Adolph Hitler's anti-Semitic fantasies are also popularly cited. In September, Saudi columnist Khaled Al-Ghanami echoed accusations of Jewish conspiracies for a column in local daily Okaz, which has a circulation of several hundred thousand in the conservative kingdom. As proof for his conspiracy piece, "Liberalism – A Jewish Deception," Al-Ghanami cites Hitler's Mein Kampf.
"[Mein Kampf] contains many stories about the Jew who lurks in the shadows (according to Hitler), and whose calls for freedom and equality are nothing but diabolical plots aimed at weakening the state, causing anarchy, undermining security, and controlling the fate of the nations," al-Ghanami writes. "This is because the Jew believes he is superior to others, and he dislikes manual labor, preferring to make the people his slaves by [giving them] interest-bearing loans."

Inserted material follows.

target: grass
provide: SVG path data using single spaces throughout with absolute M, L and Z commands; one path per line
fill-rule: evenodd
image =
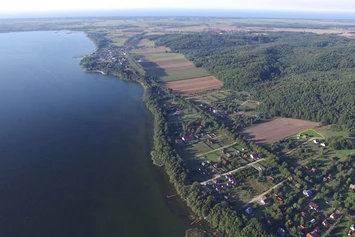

Even where journalists try to distinguish between Jews and Zionists, anti-Zionism is often tinged with hateful rhetoric.
In another MEMRI translated article from Qatar's Al-Arab, Egyptian journalist Sharif Abd al-Ghani laments the popular custom of cursing Jews during Friday sermons. Despite admonishing common anti-Jewish attitudes in religious education and the Arab world's mosques, Abd al-Ghani also states that local people believe that their curses have "fulfilled their role in the struggle against the Zionist enemy in the best way possible." Even his positive examples of Jewish scholarship and invention appear to come from a 2006 Pakistani article entitled "Why Are Jews So Powerful?"
Examples of anti-Semitism in Arab media, such as the few mentioned above, remain rich in their conspiracies and varied in their accusations. They also match extremely low levels of positive feelings towards Jews, as shown in Pew opinion polls. Ultimately, the common denominator is that increasing freedom hasn't killed anti-Semitism, and that the Arab world's trend of hate continues to find new ways to express itself.